There seems to be a new book on the EU and its problems, future or lack thereof published nearly every week.
I review 4 of such books for Tribune which for reasons of space only carried one of them.
Book Review Tribune
The Europe Dilemma. Europe and the Drama of EU Integration by Roger Liddle, IB Tauris/Policy Network £14.99
The Uncertain Legacy of Crisis. European Foreign Policy Faces the Future by Richard Youngs, Carnegie £9.99
Our Europe, Not Theirs by Julian Priestly and Glyn Ford (eds), Lawrence and Wishart, £13.99
Is the EU Doomed? By Jan Zielonka, Polity Press, £9.99
Like April showers books on Europe are falling fast. As with the Irish Question or Free Trade or Catholic Emancipation in previous eras the Europe question today dominates British politics. It will do so until the 2015 election settles the question of whether we have an In-Out Referendum as promised in 2017 by David Cameron. Or whether such a referendum has to await a new Treaty as Ed Miliband, with more courage than his predecessors, has pledged.
But even if PM Miliband puts off a referendum he can have no illusion that a Ukipised Tory Party under Boris Johnson plus our rabidly Europhobe off-shore owned press will resile from clamouring for a referendum.
Thus Europe remains hardwired into British politics. Nick Clegg proved what a disastrously incompetent politician he is when Nigel Farage comprehensively out-debated the LibDem public school kid over two successive Wednesdays on BBC2.
Is Labour wise tactically to say, see and hear no Europe? At some stage a new generation of Labour leaders will have to come out from under the duvet and think, write and speak on Europe.
These four books are helpful guides to that processing of rebooting Labour’s thinking on Europe.
Roger Liddle has written an important, revealing contemporary history book on how the Blair government handled Europe. No-one is better placed than Liddle who sat in No 10 sandwiched between the pro-EU Blair and the more cautious Gordon Brown. As Peter Mandelson’s amanuensis and former SDP member Liddle understands the complex relationships between the incoming Labour leaders in 1997 and how central the EU question was to all of them.
He nails one myth. Keen as he might have been to take Britain into the Euro, Tony Blair’s hands were tied by his election pledge to hold a referendum. Whatever his own inclination a referendum on joining the Euro in 1998 or 1999 would have been impossible to win and a mammoth diversion from Blair’s work in Northern Ireland, getting economic growth going and repairing Britain’s social fabric.

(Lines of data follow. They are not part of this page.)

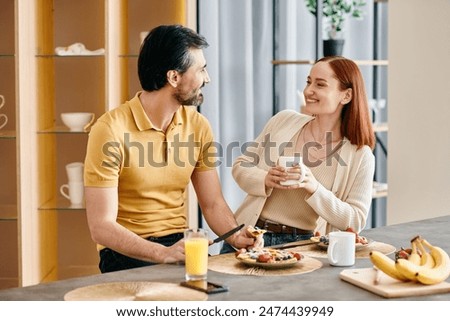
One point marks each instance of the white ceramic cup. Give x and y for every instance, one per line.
x=288, y=162
x=3, y=120
x=74, y=192
x=77, y=122
x=341, y=248
x=75, y=171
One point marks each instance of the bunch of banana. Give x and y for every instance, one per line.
x=420, y=266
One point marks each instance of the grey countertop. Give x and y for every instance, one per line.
x=323, y=284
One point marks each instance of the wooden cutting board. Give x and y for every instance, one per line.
x=388, y=287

The 5 economic tests and the opposition from the Euro-cautious if not hostile Treasury made no difference to the fundamental brake on swapping the pound for the Euro – namely the pledge to hold a plebiscite. Such a referendum would have brought the Tories back to life, split Labour which was far less united on Europe than people realized and destroyed the love-in with the Sun and Daily Mail that Blair and his spin machine had engineered.
Richard Youngs is a Madrid based British academic with the best insights into EU foreign policy of anyone in Europe. At Prime Ministers Question in the current Parliament, Cameron never has to face questions on international issues. The British political and media elites have given up on foreign affairs.
The most successful British-born foreign policy player in recent times has been Cathy Ashton, the EU’s foreign policy chief. On Iran, on Serbia and Kosovo, on liberating Ukraine from the corrupt murdering Yanukovich regime and on building up a foreign policy team from scratch Ashton has been scorned by the know-nothings of the London press but has far more real-time foreign policy achievements in her ledger than the disinterested William Hague.
In May, voters here and in 27 other EU member states can elect a new European Parliament. Scorned by many and far from perfect the EP now has power of co-decision that can make a real difference. Labour’s Sir Julian Priestly was Secretary-General of the EP and Glynn Ford was one of the most imaginative leaders of Labour MEPs. They have brought together a number of intelligent essays on why Europe needs a new deal after the long years of right-wing austerity politics. Labour has an excellent team of MEP candidates and the Party of European Socialists, under the leadership of the thoughtful Bulgarian , Sergei Stanishev, with his perfect English and sense of modern social democratic possibilities is a growing force.
An Oxford professor asks the question: ‘Is the EU Doomed?’ No. But his book shows how Eurodefeatism and Eurodespair now pervades Britain.
By contrast in Italy, in France, even in Germany there is a growing realization that a new EU is needed. Only in England do we refuse to accept the EU is here to stay. We can quit Europe as Ukip and many Tory MPs want. We can stay. But what we cannot do is continue to huddle under the duvet and hope the Europe question will just go away and does not need to be answered.